Гремин посмотрел на Егорку с укором.

– Вы смеетесь надо мной?

– Чего мне смеяться? Улыбаюсь вот разве. В толк никак не возьму, Павел Денисыч, чем я вам помешал. То говорите, что я сам собой все превзошел, то в клетку зовете, учиться оригинальности какой-то, то добрых людей зря ругаете… Чай, досадил я вам своей скрипкой?

– Да с чего вы взяли? – спросил Гремин с досадой. – Я же в этом медвежьем углу на такое чистое наслаждение и не рассчитывал, а тут…

– Вот видите, – сказал Егорка, вставая. – А коли б я в город ваш подался, хоть в Преображенск, хоть в Петербург, и вам бы вместе со здешним людом не слыхать этого наслаждения-то вашего. Нет, сударь, дельно светить-то, где темно, а петь – где слушать хотят. В городе-то, чай, и без меня певцов-музыкантов довольно.

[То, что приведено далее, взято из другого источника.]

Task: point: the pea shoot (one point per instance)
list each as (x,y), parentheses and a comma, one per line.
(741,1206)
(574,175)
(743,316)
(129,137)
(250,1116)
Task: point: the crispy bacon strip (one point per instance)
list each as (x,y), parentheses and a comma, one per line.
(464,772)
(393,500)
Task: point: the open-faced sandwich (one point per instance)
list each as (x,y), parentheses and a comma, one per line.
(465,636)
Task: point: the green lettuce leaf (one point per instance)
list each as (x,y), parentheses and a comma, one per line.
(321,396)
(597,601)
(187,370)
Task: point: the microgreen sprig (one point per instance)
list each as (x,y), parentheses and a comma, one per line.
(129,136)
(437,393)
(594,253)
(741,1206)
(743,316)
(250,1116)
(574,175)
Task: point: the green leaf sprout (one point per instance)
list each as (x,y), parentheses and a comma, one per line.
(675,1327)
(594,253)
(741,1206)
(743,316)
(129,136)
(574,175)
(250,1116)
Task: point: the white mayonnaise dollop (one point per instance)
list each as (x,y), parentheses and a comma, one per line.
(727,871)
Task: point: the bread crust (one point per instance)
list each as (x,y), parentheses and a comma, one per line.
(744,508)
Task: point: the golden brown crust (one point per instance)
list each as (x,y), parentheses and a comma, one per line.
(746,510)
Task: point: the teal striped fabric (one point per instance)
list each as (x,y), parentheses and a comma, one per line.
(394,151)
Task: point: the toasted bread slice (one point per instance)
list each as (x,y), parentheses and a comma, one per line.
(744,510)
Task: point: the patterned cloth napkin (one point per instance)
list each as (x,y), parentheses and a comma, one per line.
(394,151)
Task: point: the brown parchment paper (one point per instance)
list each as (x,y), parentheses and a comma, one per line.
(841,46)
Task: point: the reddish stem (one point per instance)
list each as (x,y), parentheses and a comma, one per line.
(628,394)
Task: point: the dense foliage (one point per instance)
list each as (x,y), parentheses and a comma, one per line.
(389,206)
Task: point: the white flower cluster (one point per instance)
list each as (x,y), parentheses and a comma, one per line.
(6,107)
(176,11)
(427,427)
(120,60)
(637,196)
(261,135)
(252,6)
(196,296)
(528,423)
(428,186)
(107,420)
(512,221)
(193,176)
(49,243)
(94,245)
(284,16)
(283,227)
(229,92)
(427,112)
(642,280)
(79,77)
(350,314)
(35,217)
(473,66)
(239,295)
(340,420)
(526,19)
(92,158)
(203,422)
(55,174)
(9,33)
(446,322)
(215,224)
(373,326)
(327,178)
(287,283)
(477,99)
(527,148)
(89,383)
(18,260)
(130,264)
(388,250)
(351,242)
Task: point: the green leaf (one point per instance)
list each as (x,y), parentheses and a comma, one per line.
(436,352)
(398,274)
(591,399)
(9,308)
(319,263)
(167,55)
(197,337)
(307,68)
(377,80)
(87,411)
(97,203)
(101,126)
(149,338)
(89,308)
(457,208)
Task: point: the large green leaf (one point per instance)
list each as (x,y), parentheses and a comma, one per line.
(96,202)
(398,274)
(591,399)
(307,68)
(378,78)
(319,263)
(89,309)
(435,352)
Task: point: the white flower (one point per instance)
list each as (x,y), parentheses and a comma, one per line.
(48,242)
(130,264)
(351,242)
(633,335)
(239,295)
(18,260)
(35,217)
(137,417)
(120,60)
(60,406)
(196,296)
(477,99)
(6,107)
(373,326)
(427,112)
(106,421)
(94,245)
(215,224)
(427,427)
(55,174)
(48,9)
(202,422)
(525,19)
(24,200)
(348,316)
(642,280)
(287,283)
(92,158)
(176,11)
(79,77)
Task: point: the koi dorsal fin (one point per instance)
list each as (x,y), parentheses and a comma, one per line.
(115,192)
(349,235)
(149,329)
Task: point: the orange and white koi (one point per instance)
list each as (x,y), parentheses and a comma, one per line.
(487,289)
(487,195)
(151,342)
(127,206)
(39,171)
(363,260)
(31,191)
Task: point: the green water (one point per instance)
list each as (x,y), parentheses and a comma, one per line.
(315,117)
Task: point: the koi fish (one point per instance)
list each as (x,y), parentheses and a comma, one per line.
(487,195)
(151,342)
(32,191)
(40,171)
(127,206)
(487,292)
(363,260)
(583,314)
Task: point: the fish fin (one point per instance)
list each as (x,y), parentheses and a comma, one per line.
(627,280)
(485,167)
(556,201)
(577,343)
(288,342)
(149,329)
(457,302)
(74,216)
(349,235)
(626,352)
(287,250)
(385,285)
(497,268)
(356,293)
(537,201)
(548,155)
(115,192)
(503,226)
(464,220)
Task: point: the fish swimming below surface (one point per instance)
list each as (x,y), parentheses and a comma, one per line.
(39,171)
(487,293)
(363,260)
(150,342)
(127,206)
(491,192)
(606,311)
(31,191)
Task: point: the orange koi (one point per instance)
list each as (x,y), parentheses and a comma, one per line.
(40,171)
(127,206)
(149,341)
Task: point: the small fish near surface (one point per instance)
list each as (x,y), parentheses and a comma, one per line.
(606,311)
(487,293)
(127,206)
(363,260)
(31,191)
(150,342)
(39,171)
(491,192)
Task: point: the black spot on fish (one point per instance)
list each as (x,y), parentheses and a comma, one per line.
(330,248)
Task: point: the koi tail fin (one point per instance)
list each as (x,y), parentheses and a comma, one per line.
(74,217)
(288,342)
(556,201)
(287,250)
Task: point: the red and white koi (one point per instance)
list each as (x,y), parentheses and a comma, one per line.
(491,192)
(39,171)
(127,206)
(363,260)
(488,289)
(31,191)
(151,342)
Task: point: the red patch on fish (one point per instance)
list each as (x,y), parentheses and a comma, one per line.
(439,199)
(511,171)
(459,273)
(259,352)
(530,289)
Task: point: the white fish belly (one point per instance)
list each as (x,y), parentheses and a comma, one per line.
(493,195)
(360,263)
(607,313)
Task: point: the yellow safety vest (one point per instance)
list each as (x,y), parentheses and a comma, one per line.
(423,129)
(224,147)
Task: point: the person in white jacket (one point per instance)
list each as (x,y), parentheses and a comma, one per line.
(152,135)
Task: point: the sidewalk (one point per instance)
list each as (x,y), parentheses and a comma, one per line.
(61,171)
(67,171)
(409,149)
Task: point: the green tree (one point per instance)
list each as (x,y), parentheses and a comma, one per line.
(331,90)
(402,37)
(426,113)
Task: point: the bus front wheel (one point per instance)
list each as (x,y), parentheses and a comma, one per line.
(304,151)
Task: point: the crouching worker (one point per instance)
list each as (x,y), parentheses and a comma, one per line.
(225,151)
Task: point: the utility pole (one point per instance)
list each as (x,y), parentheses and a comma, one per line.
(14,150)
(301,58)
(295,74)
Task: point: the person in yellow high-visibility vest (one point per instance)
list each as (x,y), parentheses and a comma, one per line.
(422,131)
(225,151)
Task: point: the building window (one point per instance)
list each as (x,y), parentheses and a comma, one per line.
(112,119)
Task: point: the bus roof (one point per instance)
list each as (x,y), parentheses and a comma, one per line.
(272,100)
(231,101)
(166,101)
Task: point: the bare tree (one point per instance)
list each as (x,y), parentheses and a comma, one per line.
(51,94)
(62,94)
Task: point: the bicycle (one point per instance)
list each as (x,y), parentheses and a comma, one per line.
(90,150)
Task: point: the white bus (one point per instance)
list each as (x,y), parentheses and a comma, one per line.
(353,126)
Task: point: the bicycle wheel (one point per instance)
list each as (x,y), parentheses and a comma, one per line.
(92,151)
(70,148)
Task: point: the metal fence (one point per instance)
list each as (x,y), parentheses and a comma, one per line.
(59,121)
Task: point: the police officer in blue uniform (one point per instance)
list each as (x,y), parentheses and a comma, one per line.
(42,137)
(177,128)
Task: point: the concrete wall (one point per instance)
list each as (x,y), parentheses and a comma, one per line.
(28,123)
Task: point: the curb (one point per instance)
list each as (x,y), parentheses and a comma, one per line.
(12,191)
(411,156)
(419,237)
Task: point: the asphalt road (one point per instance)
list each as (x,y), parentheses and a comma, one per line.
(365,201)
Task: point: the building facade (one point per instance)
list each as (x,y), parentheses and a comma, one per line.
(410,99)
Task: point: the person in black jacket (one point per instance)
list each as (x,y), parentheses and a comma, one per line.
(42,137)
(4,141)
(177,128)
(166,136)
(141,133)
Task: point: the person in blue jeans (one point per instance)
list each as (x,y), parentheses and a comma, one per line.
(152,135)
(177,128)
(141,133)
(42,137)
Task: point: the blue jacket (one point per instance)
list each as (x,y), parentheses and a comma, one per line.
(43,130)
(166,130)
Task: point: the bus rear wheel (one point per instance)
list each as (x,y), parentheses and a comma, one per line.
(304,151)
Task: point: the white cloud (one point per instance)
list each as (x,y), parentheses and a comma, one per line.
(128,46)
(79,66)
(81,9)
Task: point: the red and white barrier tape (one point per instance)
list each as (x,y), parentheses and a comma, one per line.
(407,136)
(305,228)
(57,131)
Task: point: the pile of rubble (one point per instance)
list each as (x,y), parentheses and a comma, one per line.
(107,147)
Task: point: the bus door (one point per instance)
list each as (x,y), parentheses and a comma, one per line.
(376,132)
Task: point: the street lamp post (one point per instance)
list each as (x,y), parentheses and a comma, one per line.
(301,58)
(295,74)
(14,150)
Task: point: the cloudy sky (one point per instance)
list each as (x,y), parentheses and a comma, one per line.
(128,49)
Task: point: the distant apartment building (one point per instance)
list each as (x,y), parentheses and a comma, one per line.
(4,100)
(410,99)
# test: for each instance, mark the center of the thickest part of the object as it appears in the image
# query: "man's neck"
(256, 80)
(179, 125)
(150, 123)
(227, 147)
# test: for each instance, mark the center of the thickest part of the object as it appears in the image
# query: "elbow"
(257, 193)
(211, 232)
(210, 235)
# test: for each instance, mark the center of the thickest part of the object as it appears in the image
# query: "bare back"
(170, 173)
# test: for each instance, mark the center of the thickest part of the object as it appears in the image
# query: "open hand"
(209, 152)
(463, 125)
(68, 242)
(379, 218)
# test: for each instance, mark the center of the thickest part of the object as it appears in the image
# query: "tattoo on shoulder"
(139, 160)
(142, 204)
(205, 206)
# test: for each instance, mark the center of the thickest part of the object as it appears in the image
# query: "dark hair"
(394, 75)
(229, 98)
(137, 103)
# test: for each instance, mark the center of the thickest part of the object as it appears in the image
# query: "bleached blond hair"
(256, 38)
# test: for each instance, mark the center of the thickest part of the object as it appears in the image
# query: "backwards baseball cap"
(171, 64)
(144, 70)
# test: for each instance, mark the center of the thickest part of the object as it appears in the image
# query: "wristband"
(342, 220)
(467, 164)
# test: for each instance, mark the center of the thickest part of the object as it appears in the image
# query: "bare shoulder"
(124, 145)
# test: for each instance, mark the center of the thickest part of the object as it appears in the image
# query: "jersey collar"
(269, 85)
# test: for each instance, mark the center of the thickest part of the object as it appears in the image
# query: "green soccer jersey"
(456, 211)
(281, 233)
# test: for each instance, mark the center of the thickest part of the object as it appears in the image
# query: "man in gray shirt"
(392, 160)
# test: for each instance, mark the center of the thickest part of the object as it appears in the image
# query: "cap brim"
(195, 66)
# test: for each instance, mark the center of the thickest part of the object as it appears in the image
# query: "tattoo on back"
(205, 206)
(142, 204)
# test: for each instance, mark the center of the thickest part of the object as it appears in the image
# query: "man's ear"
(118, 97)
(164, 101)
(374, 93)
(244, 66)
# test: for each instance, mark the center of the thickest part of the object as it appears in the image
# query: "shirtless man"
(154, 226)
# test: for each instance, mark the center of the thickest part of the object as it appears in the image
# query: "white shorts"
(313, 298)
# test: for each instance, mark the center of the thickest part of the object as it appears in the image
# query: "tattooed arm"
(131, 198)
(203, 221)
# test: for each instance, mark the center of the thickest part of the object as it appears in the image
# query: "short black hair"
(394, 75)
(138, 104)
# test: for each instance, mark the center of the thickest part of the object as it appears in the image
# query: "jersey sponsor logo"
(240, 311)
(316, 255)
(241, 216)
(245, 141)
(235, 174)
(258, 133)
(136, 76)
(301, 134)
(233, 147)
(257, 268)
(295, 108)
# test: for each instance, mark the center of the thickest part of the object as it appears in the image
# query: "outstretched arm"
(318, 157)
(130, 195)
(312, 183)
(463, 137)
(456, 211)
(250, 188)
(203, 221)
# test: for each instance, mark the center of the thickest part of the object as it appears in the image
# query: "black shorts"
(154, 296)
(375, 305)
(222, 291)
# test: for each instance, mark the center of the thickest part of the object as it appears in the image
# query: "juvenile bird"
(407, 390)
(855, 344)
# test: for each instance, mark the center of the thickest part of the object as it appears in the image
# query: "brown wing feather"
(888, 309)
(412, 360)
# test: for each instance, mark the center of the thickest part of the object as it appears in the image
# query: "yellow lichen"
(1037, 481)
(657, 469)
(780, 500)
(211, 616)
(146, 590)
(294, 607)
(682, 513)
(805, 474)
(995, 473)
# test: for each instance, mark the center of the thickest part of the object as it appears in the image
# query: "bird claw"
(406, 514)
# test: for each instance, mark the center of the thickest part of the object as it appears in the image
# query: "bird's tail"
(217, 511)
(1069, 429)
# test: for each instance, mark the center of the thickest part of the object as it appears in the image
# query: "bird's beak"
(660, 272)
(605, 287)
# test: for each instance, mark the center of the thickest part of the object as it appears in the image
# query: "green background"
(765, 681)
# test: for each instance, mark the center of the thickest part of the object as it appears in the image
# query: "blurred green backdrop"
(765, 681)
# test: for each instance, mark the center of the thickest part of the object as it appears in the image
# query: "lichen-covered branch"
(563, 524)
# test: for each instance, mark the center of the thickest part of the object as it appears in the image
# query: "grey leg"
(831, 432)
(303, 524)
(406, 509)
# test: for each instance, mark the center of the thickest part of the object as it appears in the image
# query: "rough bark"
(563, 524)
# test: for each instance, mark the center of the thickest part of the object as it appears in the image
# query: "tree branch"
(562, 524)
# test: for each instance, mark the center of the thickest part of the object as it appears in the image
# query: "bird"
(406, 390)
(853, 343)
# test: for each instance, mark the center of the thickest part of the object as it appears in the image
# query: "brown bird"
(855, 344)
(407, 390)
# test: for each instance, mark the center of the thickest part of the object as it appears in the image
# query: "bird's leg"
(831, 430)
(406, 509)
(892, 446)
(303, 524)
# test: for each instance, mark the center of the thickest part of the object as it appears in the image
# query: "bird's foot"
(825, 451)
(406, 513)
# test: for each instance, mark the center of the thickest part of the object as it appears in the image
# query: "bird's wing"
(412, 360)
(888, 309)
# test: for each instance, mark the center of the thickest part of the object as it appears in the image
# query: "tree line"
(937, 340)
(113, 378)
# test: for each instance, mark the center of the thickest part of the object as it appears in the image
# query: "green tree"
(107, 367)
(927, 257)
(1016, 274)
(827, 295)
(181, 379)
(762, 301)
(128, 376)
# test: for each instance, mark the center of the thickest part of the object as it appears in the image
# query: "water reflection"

Гремин не нашелся, что ответить.

Егорка подошел к стойке, за которую снова уселся Устин Силыч, и заговорил с ним о комнате. И уже когда за комнату было заплачено, и Егор, прихватив скрипичный футляр, к огорчению посетителей трактира, направился к лестнице, Гремин почти крикнул ему вдогонку:

– Ну ладно, Георгий, а деньги? И слава! Неужели вам все равно?!

Егорка усмехнулся.

– Влас вот говорит, сударь, что деньги, мол – вода. Притекли – утекли… Да сказать по чести, много ль надо человеку-то? А слава… Коль в кустах черемуховых, у околицы, соловей заведется да петь станет, все в округе прознают да слушать придут. Вот и слава. Доброй ночи вам.

Гремин хмыкнул и отвернулся. Егорка ушел наверх, а оставленное им общество принялось договаривать начатые разговоры и допивать остывший чай и согревшуюся водку.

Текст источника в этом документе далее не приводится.